Wednesday, October 6, 2010

Learning to Dance in my Storm!

As you can imagine I had so many emotions going on! Luckily I had some great people in my life that were able to really be there for me and hear me when I was angry and frustrated and asking the questions of “Why Me”. The main thing that was going on in my head was “Wow, my husband and I did the right thing, we waited for marriage, we both had good jobs, and lived in our own place, we were active in our church!” Just every bit of the puzzle was put together and the ONLY thing missing was our lil baby!
My feeling towards God wasn't anger, but I felt I was just hurt! I never shook my fist at God, I could never do that! NO matter how much pain I was in, I knew deep down inside God didn’t do this to hurt me or punish me! I was STILL a child of His and He wanted nothing more then to see me happy! But that didn’t mean my life was going to be perfect.

There were days I woke up ok and happy and smiling and singing! But then there were also those days where I didn’t want to get out of bed. There were days that I couldn’t see a mommy or a baby and just start to cry! At times I could just be sitting on the couch and start crying. It was one of the hardest emotional roller coasters I have ever been on! Because I felt that my faith in the Lord should just take ALL this pain away. Everything I have learned over the years about my heavenly Father should have made this trial easier to go through. But my flesh would step in and so many days I couldn’t see past my pain and truly felt like something was missing! I mean I know I was only 12 weeks along but after seeing those little arms and legs, that little one became a part of me immediately!
My mentors and closest friends and family truly became my Rock! They just kept reminding me of who I was in Christ and that this pain I was feeling was real but that God has a bigger plan! And to Stand Strong on His word!
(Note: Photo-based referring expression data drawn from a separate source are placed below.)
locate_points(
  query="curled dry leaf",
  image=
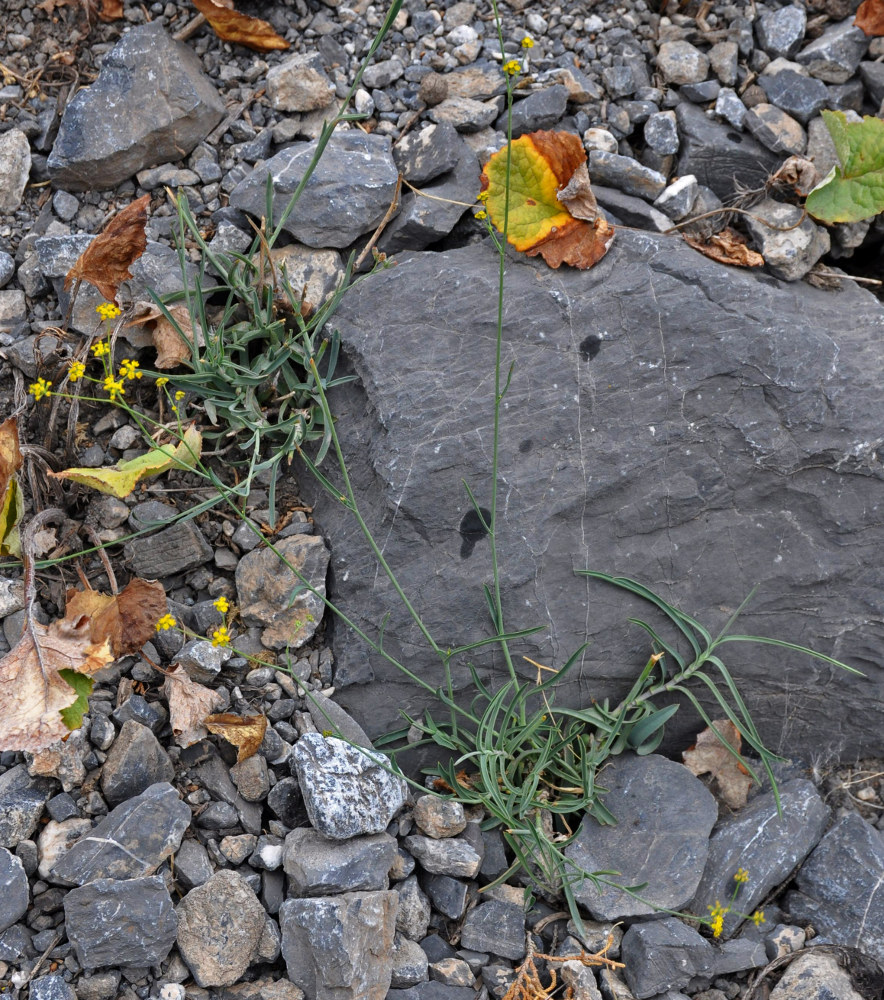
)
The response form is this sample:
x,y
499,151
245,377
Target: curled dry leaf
x,y
870,17
727,247
10,495
46,674
189,704
708,756
246,732
232,26
127,620
552,210
106,261
173,343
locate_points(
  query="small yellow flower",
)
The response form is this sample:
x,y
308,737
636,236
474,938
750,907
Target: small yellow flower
x,y
221,637
129,369
40,388
114,387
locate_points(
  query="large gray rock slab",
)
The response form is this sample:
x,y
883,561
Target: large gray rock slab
x,y
131,841
768,844
703,430
110,920
348,194
151,104
22,799
340,947
839,887
347,791
664,817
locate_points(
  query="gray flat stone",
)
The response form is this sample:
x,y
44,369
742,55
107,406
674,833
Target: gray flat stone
x,y
340,947
150,104
664,817
131,841
707,441
109,920
347,195
347,791
317,866
768,846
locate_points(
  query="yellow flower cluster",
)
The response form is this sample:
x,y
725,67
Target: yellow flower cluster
x,y
40,388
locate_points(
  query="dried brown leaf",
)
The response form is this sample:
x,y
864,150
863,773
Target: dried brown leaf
x,y
172,350
727,247
126,620
232,26
189,704
708,756
870,17
106,261
246,732
32,692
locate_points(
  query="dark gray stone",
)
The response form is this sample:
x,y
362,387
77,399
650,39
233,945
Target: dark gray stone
x,y
109,920
448,895
543,109
347,791
423,156
495,927
800,96
625,174
22,799
719,157
317,866
705,447
340,947
220,925
347,195
51,987
781,32
664,817
838,887
14,893
192,865
662,955
837,53
150,104
131,841
768,846
135,762
422,221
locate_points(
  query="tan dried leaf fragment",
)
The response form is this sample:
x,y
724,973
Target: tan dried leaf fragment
x,y
189,704
231,26
32,692
106,261
246,732
173,349
708,756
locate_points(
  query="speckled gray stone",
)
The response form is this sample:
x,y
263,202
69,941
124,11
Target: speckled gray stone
x,y
347,792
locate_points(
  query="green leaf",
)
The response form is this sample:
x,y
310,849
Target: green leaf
x,y
854,190
72,716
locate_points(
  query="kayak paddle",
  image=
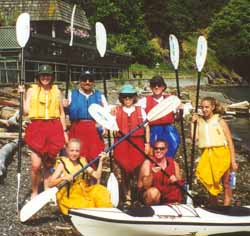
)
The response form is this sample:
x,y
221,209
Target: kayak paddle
x,y
22,36
35,204
174,56
201,54
112,183
103,116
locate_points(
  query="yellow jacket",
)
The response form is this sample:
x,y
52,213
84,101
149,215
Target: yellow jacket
x,y
44,104
210,133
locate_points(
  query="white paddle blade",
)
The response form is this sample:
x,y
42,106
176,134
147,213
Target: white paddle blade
x,y
174,51
163,108
113,187
101,38
103,117
36,203
201,53
23,29
72,26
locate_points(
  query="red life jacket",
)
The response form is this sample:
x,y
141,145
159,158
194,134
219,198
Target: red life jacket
x,y
169,191
127,123
168,119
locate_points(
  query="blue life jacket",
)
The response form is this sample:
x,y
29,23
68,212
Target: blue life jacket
x,y
79,105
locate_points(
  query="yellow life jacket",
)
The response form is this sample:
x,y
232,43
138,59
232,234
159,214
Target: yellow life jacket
x,y
44,104
69,167
210,133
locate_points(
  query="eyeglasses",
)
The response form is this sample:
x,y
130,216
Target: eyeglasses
x,y
156,85
159,148
85,80
124,96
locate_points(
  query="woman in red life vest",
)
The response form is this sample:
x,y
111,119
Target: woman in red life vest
x,y
128,116
218,156
162,128
45,134
155,186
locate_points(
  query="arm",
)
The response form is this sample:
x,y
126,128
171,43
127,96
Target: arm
x,y
145,178
98,172
230,144
56,178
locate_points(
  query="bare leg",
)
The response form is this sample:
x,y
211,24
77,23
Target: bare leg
x,y
152,196
36,163
227,189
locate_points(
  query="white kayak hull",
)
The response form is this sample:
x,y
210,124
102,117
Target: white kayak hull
x,y
167,220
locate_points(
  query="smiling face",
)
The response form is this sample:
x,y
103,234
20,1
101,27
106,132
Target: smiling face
x,y
157,90
87,85
160,148
73,150
45,79
207,109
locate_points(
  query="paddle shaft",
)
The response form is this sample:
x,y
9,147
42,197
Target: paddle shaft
x,y
182,128
109,135
68,79
106,150
194,130
153,161
20,120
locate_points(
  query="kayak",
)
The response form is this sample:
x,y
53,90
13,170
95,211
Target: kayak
x,y
172,219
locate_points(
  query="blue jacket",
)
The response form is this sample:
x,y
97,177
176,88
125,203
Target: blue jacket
x,y
79,105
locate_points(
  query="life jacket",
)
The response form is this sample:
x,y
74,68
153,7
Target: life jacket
x,y
78,109
168,119
210,133
169,191
127,123
44,104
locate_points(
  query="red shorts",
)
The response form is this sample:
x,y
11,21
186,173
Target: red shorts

With time we realized that my body did not regulate after the miscarriage and I started to miss periods several months at a time. Every time my period was late I took a home pregnancy test. I knew that I must be pregnant, so I began to rationalize the negative results. I told myself the tests were wrong. Unfortunately every time I went to get a blood test, the results were always negative.

I don't know what the cause was, but every time I thought I was pregnant I began to gain weight. I wanted to be pregnant so badly so I think my body responded to my want! At one point I didn’t have my period for 6 months and I got very frustrated with my body. My doctors started to throw around ideas that I wasn't conceiving because I was overweight, too stressed out, or my hormones were off. They did blood work and kept telling me everything was normal. I thought to myself I need to just suck it up and realize that I have gained a lot of weight through all this!! I joined this program called the Ultimate Body Makeover created by one of my mentors. I lost 10-15 pounds and nothing really changed with my body when it came to regulating. I went back to the doctor about a month later and she said it wasn’t enough of a weight loss and I just need to stop stressing! It will just happen. Well I continued losing weight I ended up losing 36 pounds in 90 days! At this point, it didn't matter if the weight loss regulated my cycle or not. I just started to feel better about myself and I needed to do this for me. I was so tired of going ito see this doctor with no results. I switched doctors and finally found a doctor that was willing to look into it deeper! And this doctor came to the conclusion that I had P.C.O.S. Polycystic Ovarian Syndrome. I felt so relieved that I finally had some direction of what was going on in my body! I went home and I researched it and found out it was very common but it was not curable. The doctor put me on 3 different types of meds to help regulate me and get me to ovulate! I had great hopes that this was going to work for me!! My body started to feel normal again but still no pregnancy! I went back in for a regular check up and the doctor told me some sad news, that the meds they gave me were not working. The next step was a fertility specialist. All that was going through my head was “wow, just another bump in my journey” But through ALL this I have decided that no matter what, I am going to TRUST God and hold on to His Promises! I am in the BEST hands. My heavenly Father's Hands!